Message Boards Message Boards

Generalizing the MSE loss function to weighted least squares for neural networks

Hello Wolfram Community!

I’m working on implementing a custom loss function in Mathematica to apply a weighted least squares approach to neural networks. Specifically, I’d like to modify the standard mean squared error (MSE) loss function to incorporate weights, so it can account for the varying importance of different data points in training.

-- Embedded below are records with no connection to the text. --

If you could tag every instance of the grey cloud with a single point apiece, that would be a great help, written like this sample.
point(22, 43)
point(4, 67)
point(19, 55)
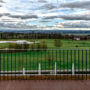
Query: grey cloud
point(77, 4)
point(44, 21)
point(75, 24)
point(23, 16)
point(50, 17)
point(4, 14)
point(48, 6)
point(1, 1)
point(76, 17)
point(42, 1)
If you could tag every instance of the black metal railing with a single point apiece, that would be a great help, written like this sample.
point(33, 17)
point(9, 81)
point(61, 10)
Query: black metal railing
point(44, 64)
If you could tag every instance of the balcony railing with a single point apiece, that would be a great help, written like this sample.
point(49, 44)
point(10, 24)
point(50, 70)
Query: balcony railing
point(44, 64)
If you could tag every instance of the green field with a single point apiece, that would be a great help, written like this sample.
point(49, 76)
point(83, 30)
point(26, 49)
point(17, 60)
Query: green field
point(66, 44)
point(64, 58)
point(30, 60)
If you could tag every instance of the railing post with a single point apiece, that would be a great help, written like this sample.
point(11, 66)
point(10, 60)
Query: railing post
point(55, 68)
point(39, 69)
point(23, 71)
point(73, 71)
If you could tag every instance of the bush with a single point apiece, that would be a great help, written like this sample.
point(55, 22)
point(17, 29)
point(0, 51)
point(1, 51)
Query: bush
point(32, 46)
point(44, 45)
point(25, 46)
point(57, 43)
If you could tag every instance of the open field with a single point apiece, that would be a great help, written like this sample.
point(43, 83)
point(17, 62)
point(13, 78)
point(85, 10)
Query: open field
point(66, 44)
point(63, 58)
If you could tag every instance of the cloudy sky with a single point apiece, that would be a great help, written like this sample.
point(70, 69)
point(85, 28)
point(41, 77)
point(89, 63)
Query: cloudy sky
point(43, 14)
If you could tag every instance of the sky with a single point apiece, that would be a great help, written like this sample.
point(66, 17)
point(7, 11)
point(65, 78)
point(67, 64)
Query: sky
point(44, 14)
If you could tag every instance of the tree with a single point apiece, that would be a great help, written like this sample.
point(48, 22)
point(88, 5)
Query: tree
point(26, 46)
point(44, 45)
point(57, 43)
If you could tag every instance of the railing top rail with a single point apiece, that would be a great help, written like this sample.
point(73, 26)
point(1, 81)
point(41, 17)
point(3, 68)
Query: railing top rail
point(42, 49)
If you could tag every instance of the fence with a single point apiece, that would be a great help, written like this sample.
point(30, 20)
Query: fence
point(44, 64)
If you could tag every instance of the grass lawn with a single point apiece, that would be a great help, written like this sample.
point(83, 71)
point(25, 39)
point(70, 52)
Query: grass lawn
point(30, 60)
point(66, 44)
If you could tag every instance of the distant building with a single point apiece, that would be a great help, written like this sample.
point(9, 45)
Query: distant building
point(77, 38)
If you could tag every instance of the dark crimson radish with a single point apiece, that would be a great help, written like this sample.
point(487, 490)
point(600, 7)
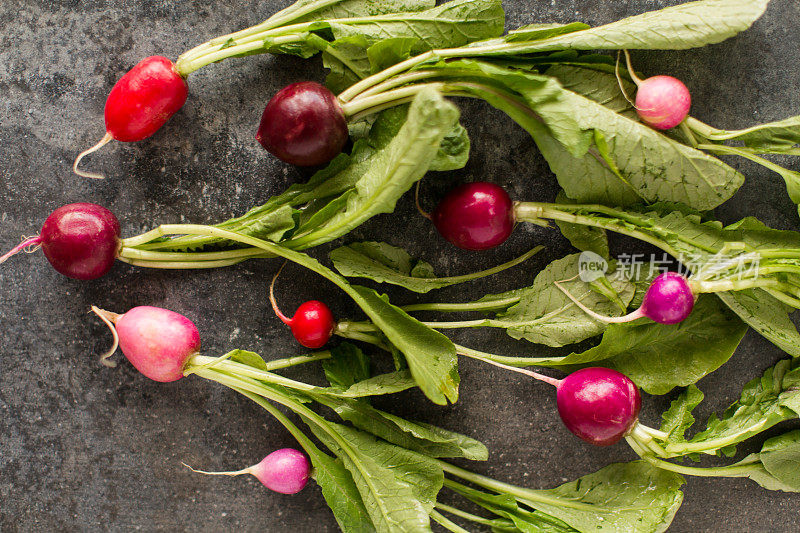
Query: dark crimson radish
point(158, 342)
point(662, 102)
point(599, 405)
point(303, 124)
point(668, 300)
point(285, 471)
point(140, 103)
point(475, 216)
point(80, 240)
point(312, 324)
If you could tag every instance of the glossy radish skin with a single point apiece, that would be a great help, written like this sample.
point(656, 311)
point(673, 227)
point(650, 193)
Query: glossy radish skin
point(81, 240)
point(158, 342)
point(312, 324)
point(303, 125)
point(599, 405)
point(285, 471)
point(662, 102)
point(475, 216)
point(144, 99)
point(669, 299)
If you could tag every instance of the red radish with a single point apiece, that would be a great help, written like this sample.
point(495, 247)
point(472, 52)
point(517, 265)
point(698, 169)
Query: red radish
point(140, 103)
point(303, 124)
point(158, 342)
point(312, 324)
point(662, 102)
point(80, 240)
point(285, 471)
point(599, 405)
point(475, 216)
point(668, 300)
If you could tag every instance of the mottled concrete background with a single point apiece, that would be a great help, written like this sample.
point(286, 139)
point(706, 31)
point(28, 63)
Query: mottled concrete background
point(84, 447)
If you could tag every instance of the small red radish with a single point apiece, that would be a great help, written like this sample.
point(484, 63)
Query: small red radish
point(313, 323)
point(285, 471)
point(662, 102)
point(475, 216)
point(303, 124)
point(158, 342)
point(668, 300)
point(599, 405)
point(80, 240)
point(140, 103)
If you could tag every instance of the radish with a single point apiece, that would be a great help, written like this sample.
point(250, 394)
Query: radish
point(662, 102)
point(140, 103)
point(599, 405)
point(285, 471)
point(80, 240)
point(312, 324)
point(475, 216)
point(303, 124)
point(668, 300)
point(158, 342)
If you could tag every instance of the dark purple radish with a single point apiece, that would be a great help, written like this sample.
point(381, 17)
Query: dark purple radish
point(313, 323)
point(668, 300)
point(475, 216)
point(140, 103)
point(662, 102)
point(285, 471)
point(80, 240)
point(303, 124)
point(599, 405)
point(158, 342)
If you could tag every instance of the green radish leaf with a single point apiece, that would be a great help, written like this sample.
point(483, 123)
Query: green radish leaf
point(780, 463)
point(398, 486)
point(622, 497)
point(430, 355)
point(765, 401)
point(582, 237)
point(678, 418)
point(688, 25)
point(392, 171)
point(659, 357)
point(384, 263)
point(340, 492)
point(248, 358)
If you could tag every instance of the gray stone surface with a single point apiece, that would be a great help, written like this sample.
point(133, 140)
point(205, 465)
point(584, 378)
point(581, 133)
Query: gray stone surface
point(86, 448)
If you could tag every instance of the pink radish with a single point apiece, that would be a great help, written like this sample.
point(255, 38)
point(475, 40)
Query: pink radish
point(156, 341)
point(662, 102)
point(313, 323)
point(80, 240)
point(285, 471)
point(140, 103)
point(475, 216)
point(303, 124)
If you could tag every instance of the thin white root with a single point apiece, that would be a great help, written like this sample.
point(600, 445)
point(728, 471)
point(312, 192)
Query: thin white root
point(107, 138)
point(109, 318)
point(236, 473)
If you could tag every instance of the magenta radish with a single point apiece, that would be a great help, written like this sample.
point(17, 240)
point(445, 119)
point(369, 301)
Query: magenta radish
point(158, 342)
point(475, 216)
point(303, 124)
point(140, 103)
point(662, 102)
point(668, 300)
point(80, 240)
point(285, 471)
point(313, 323)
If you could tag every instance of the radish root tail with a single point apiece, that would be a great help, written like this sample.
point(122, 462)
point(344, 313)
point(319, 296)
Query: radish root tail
point(104, 141)
point(109, 318)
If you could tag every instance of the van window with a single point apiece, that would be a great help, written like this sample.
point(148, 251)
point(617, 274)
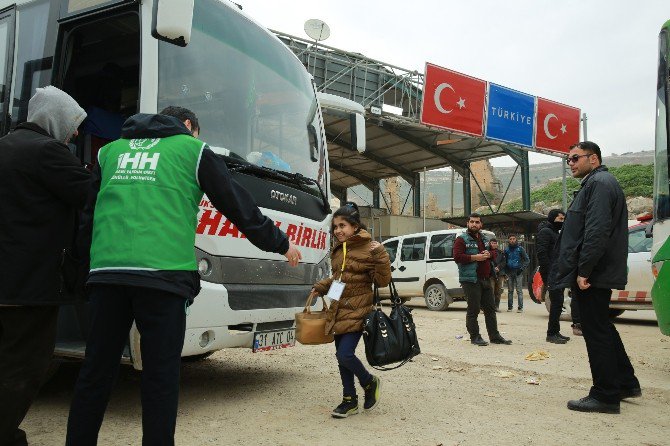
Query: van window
point(413, 249)
point(392, 249)
point(442, 246)
point(638, 241)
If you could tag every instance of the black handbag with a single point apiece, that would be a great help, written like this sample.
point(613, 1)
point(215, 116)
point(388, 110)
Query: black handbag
point(389, 338)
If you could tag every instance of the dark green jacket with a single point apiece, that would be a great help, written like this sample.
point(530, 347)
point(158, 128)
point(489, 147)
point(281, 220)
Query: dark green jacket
point(467, 272)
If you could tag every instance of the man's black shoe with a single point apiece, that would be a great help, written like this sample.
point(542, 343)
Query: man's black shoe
point(478, 340)
point(556, 339)
point(372, 392)
point(635, 392)
point(567, 338)
point(500, 340)
point(589, 404)
point(348, 406)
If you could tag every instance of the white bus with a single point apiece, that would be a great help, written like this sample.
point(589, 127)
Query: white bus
point(257, 107)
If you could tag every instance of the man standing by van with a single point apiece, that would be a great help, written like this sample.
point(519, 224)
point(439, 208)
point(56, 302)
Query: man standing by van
point(592, 259)
point(474, 273)
point(42, 185)
point(516, 262)
point(145, 193)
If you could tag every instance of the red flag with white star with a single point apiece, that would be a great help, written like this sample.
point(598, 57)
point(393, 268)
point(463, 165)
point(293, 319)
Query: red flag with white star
point(556, 126)
point(453, 101)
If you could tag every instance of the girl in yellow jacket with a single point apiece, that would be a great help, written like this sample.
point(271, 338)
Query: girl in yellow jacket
point(357, 263)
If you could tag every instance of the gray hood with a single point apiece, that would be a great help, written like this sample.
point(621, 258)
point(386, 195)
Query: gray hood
point(56, 112)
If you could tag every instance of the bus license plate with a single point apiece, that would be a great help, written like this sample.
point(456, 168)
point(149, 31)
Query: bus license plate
point(273, 340)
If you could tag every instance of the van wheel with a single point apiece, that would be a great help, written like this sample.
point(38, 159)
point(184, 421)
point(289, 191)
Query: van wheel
point(436, 297)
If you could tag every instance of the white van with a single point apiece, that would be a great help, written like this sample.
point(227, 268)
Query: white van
point(423, 265)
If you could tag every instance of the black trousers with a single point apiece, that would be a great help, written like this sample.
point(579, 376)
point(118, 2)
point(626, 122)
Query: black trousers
point(27, 338)
point(480, 297)
point(556, 298)
point(161, 321)
point(611, 369)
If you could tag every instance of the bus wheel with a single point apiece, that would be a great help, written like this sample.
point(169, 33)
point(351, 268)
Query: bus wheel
point(196, 358)
point(615, 312)
point(436, 297)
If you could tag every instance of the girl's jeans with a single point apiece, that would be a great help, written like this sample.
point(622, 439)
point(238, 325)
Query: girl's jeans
point(349, 364)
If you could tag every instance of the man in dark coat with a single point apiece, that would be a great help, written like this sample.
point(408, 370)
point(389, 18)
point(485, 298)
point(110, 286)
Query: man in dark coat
point(547, 236)
point(41, 187)
point(593, 251)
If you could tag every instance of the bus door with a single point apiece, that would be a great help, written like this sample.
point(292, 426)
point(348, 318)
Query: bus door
point(98, 64)
point(6, 63)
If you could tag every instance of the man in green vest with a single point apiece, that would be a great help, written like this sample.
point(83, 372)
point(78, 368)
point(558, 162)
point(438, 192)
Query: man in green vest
point(474, 273)
point(140, 225)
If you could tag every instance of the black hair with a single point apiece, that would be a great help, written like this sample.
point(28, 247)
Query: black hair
point(553, 214)
point(182, 114)
point(589, 146)
point(349, 212)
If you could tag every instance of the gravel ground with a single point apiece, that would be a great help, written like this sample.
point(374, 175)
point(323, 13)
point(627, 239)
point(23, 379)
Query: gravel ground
point(452, 394)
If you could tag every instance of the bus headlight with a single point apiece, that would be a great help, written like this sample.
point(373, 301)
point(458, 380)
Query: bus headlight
point(204, 267)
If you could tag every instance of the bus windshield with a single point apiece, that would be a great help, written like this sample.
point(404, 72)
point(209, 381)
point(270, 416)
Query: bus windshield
point(253, 98)
point(661, 188)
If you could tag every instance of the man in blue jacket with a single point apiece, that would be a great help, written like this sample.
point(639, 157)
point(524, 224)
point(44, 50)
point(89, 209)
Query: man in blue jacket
point(592, 259)
point(516, 262)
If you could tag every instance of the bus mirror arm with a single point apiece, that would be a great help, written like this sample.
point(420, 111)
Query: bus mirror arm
point(649, 230)
point(172, 21)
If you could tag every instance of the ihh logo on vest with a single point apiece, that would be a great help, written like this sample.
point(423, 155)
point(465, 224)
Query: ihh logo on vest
point(510, 116)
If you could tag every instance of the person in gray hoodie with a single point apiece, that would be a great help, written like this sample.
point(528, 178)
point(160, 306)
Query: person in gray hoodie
point(42, 185)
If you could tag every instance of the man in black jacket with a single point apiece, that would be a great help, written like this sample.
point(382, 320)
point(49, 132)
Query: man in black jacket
point(546, 241)
point(42, 185)
point(593, 251)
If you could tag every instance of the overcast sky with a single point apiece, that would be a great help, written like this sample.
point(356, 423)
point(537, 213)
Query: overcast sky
point(599, 56)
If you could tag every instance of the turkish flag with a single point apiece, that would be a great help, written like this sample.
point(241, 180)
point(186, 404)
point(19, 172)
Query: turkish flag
point(453, 101)
point(556, 126)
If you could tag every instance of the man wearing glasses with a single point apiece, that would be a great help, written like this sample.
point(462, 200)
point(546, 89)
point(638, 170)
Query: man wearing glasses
point(593, 250)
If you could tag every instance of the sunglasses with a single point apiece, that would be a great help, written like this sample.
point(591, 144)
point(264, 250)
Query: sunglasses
point(574, 158)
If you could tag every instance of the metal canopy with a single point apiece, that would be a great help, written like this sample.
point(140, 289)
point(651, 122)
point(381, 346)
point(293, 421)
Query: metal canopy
point(397, 148)
point(507, 222)
point(396, 144)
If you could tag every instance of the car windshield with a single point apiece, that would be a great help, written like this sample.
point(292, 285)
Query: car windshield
point(253, 98)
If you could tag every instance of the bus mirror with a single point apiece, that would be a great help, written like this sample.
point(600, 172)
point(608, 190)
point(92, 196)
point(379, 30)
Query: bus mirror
point(649, 230)
point(172, 21)
point(357, 122)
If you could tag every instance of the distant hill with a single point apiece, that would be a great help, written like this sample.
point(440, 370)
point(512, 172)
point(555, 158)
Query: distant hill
point(438, 182)
point(541, 174)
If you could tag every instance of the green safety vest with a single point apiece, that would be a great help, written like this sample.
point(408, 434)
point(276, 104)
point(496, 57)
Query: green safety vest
point(468, 272)
point(147, 207)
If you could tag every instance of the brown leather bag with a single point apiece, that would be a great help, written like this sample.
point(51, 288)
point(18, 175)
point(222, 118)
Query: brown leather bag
point(310, 326)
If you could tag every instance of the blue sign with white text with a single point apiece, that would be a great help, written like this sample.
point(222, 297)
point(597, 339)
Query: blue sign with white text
point(510, 116)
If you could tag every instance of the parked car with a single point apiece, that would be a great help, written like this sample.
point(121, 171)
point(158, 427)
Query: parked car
point(422, 265)
point(637, 295)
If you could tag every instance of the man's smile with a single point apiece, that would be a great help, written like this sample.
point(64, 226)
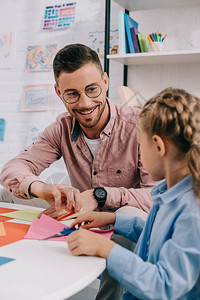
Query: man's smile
point(85, 112)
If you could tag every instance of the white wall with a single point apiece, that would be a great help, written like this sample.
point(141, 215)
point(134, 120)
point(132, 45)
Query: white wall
point(24, 18)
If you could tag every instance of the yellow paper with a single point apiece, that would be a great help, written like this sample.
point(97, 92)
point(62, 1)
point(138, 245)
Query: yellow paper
point(2, 229)
point(24, 214)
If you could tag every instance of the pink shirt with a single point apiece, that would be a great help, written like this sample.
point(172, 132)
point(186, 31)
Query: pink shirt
point(115, 166)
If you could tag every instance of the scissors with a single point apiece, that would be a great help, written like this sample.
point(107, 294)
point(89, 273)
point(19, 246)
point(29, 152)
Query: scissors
point(64, 232)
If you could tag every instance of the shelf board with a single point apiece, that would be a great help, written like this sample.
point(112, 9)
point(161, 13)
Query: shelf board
point(132, 5)
point(165, 57)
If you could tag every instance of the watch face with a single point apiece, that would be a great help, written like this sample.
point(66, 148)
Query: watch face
point(100, 193)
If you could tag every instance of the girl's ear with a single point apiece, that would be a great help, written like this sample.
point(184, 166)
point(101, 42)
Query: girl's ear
point(57, 90)
point(105, 80)
point(159, 144)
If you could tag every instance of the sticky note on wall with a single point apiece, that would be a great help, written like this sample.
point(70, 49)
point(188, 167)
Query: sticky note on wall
point(2, 129)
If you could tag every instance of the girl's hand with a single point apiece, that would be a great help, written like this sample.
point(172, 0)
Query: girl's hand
point(94, 219)
point(85, 242)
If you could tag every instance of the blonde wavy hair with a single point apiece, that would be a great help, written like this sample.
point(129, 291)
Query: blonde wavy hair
point(175, 114)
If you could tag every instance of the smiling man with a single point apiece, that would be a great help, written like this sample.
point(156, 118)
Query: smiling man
point(98, 142)
point(96, 138)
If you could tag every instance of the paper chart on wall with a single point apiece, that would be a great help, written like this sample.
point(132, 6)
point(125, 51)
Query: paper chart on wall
point(2, 129)
point(96, 41)
point(40, 58)
point(36, 97)
point(6, 50)
point(60, 16)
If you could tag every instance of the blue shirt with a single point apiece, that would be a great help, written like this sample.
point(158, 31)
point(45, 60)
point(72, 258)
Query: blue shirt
point(172, 266)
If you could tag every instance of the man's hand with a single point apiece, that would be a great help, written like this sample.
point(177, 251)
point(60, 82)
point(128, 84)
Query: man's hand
point(94, 219)
point(87, 200)
point(61, 195)
point(85, 242)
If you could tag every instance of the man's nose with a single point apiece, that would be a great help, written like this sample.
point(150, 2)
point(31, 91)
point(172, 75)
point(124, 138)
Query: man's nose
point(83, 100)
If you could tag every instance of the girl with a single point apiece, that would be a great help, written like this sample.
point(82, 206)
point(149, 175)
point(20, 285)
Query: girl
point(166, 261)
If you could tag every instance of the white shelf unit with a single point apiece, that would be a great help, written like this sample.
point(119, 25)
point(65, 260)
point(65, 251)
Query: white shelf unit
point(154, 4)
point(165, 57)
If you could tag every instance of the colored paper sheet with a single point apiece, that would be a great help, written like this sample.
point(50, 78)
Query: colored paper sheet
point(36, 97)
point(6, 50)
point(5, 210)
point(5, 260)
point(2, 229)
point(106, 233)
point(24, 214)
point(14, 233)
point(60, 16)
point(40, 58)
point(47, 226)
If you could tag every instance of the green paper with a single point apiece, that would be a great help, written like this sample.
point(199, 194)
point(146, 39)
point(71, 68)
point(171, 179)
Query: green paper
point(24, 214)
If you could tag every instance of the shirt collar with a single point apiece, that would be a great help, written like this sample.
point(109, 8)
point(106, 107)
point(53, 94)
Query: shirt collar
point(108, 128)
point(160, 192)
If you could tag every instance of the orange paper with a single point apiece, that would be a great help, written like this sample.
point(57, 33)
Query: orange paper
point(14, 232)
point(4, 210)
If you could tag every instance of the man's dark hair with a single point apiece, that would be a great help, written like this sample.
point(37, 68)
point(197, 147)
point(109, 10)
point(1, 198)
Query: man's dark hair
point(73, 57)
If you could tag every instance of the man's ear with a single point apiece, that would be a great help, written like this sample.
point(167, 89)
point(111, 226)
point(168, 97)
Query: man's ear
point(57, 90)
point(105, 80)
point(159, 144)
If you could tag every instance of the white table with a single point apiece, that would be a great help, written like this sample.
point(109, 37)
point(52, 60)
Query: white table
point(44, 270)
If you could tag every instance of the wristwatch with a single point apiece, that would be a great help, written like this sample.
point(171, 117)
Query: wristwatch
point(100, 195)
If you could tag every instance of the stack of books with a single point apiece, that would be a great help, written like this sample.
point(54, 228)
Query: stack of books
point(130, 39)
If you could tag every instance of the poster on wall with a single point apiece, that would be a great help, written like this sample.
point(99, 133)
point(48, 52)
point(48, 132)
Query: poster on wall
point(60, 16)
point(36, 97)
point(6, 50)
point(96, 41)
point(40, 58)
point(34, 131)
point(2, 129)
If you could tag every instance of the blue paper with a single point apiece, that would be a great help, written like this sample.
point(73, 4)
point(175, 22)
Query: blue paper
point(5, 260)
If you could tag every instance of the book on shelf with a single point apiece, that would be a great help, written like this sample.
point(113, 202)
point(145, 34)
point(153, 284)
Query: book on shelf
point(143, 42)
point(121, 31)
point(129, 23)
point(134, 33)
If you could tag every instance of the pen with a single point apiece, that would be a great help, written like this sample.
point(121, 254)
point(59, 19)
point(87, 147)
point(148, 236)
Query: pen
point(64, 216)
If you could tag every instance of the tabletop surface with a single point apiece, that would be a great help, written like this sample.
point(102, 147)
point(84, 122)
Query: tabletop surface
point(44, 270)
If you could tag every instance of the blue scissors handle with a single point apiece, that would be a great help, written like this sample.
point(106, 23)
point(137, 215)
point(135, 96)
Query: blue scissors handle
point(66, 231)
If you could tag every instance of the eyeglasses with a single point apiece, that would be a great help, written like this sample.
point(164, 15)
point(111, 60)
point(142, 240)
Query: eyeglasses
point(72, 96)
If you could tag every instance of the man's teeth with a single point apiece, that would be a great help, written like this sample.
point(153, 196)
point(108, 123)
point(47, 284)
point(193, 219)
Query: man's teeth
point(88, 112)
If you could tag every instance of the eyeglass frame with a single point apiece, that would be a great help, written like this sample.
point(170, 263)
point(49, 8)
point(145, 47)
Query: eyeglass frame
point(80, 92)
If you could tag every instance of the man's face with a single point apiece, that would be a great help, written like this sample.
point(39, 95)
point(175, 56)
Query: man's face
point(88, 111)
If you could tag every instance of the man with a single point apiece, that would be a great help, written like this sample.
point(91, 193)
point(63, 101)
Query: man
point(96, 138)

Objective The standard MSE loss function simply calculates the average squared difference between the actual values and the predicted values. I’d like to generalize this to a weighted mean squared error, or weighted least squares (WLS), by including a weight for each data point. This way, the loss function can emphasize certain points over others, depending on their assigned weights.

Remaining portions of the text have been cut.